The Frenchman has the opportunity over the next two months to renew his vows with Gunners fans, but we believe he will fail for the following three reasons.

1. He won’t strengthen the team. Sure, players will arrive and the squad will be strengthened, but we think it’s highly unlikely that Wenger will pull the trigger on two or three marquee signings. The finances are available, but it would appear the veteran manager is more interested in leaving behind a legacy of financial management, than football excellence. Financial management is all well and good I hear you say, but it won’t put trophies on the table. True, if we exclude the multiple trophies that he’s won at the club’s helm. Whatever Wenger’s recruitment plans, we’d like to see him start early and big to get ahead of the mob.

2. The laws of football maths. Every financially astute club manager understands that when new players are added to the squad, others must be subtracted. Normally the minutiae of player exits is of little interest to casual fans, who are comfortable saying goodbye to fringe players and once promising under 23’s. But this season could bring something quite different for Arsenal. They could lose global stars Alexis Sanchez and Mesut Ozil. While Ozil under-performed last season, there is no doubting the player’s potential and his loss would be seen as a big step back by the Arsenal faithful. However this pales into significance when compared with the possible exit of Sanchez. The Chilean is easily Arsenal’s most influential player and his loss would be a catastrophic blow to morale on and off the pitch. There are only a handful of players in world football who could replace him and realistically they’re all out of Arsenal’s reach.

3. It’s the way we do things these days. There is limited loyalty in football today. We are in an era where managers lose their jobs on the back of a month’s worth of poor results. Perhaps the single greatest show of loyalty in the modern game was Arsenal’s decision to retain their manager in the face of such public pressure in May.

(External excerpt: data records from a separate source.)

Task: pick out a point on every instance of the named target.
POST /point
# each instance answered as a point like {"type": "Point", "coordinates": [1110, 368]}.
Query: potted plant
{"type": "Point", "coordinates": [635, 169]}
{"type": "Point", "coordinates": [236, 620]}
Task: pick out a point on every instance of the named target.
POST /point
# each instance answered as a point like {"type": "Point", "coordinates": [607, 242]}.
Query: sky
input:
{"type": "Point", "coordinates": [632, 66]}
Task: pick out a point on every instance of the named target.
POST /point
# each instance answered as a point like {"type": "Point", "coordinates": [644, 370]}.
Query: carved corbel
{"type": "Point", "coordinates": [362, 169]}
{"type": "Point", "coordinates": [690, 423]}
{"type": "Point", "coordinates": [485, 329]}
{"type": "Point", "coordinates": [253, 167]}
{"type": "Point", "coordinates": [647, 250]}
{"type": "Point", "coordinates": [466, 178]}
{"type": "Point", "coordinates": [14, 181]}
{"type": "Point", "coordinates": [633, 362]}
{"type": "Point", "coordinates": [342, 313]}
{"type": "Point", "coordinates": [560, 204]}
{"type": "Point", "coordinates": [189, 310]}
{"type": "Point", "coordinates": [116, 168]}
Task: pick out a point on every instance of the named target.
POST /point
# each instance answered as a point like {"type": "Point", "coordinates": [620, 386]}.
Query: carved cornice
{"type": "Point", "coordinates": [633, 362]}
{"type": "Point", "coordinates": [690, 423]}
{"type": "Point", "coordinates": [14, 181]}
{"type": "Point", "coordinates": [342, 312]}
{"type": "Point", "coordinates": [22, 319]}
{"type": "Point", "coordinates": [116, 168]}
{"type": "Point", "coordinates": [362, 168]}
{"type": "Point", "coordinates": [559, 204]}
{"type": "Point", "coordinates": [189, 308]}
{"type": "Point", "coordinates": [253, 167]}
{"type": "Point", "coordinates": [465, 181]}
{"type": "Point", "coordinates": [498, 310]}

I applaud Stan Kroenke’s faith in Wenger, but it is surely nothing more than a stay of execution. Wenger may need to sit top of the Premier League in August, September and October to extend his tenure to 2018. And even that level of success is likely to be short lived, because history suggests the Gunners often fold when the cold winter nights kick in.

Whatever his fate, we’re fans of Arsene Wenger at FantasySports.co.uk. We’d like to think he’ll be given the chance to enjoy a peaceful final season, before going on to manage a fine young generation of players with the French national team.